In the Chinese psyche, the century of humiliation began because Beijing was incapable of defending its coastline. Foreign powers arrived in China through the South China Sea and imposed trade at gunpoint, China’s society and system of governance which had prospered for more than 1000 years was overturned in the space of a few decades.
Therefore, China’s artificial island building and massive ramp up of naval activities is about safeguarding what it perceives as its ‘backyard’ to prevent similar situations from happening again. Similarly, controlling trade flows in the South China Sea is Beijing’s insurance policy against economic crippling. After all, if a trade blockade were erected in the South China Sea, China would stand to lose the most.
This is compounded by what Beijing views as its extremely precarious geopolitical situation in the region – surrounded on all sides by states friendly to the US or undergoing rapprochement: South Korea, Japan, the Philippines, India, and Vietnam all lay in close proximity and effectively surround China to its West, East and South, respectively. In this context it is certain that Obama’s ‘Pivot to Asia’ hasn’t made Beijing feel any safer.
Simply put, controlling the South China Sea is a question of ‘safety’ for Beijing.
China claims the whole region
China claims the South China Sea but has never given a precise definition of what it regards as its national waters and its exclusive economic zone – the history of the 9 dash line is convoluted and does not hold up legally. Meanwhile, Beijing has happily let its claims be thrown around by media outlets propagating a notion that was never officially clarified.
As a result, Beijing and Washington continue to argue over terms neither one agrees on. Washington demands freedom of navigation and conducts FONOPS which Beijing depicts as aggressive manoeuvring. Beijing claims that placing a radar system, ground to air missiles and dispatching fighter jets on their artificial islands doesn’t count as ‘militarising’ the South China Sea, viewing them merely as defensive measures.

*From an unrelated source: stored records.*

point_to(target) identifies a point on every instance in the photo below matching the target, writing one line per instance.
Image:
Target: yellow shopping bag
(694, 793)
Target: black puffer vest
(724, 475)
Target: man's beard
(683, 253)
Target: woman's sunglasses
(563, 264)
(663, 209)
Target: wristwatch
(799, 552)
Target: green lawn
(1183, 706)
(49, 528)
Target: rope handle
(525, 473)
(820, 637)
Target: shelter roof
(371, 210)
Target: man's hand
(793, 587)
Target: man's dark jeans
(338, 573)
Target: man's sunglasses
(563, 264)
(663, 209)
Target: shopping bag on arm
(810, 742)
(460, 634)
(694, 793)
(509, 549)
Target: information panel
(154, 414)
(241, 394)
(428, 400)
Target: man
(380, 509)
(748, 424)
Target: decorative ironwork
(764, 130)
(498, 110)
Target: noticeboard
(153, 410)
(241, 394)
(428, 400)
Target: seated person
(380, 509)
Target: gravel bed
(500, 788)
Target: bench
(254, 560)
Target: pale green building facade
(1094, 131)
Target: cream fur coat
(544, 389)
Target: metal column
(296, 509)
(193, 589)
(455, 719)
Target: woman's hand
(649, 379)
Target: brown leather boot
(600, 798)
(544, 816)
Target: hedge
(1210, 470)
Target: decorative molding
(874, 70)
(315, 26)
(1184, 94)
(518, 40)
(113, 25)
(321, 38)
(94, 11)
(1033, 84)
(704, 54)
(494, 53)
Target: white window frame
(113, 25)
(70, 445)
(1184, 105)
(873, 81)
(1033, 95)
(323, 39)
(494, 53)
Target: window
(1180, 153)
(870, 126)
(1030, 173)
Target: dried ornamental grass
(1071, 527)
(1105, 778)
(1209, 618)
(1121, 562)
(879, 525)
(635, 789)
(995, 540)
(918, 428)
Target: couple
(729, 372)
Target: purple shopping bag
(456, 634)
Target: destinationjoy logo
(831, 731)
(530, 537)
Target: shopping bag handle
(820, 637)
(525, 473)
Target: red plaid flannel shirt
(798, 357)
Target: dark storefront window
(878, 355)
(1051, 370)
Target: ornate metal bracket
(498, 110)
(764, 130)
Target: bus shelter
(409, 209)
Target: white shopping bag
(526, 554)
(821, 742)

Washington doesn’t understand the importance China’s places on the South China Sea for its own security. Meanwhile Beijing balks at accusations, instead believing that it is being treated unfairly.
Beijing will keep building its islands and expanding its naval presence until it feels safe. Washington will continue to forge partnerships in the region hoping to limit China’s influence. It is a perpetuating cycle of negative reciprocity that will continue unabated.
At the end of the day, the South China Sea is essentially a dispute about two competing visions for the future of the region. Until Washington and Beijing can agree on that, there is little chance any amount of dialogue will resolve the impasse.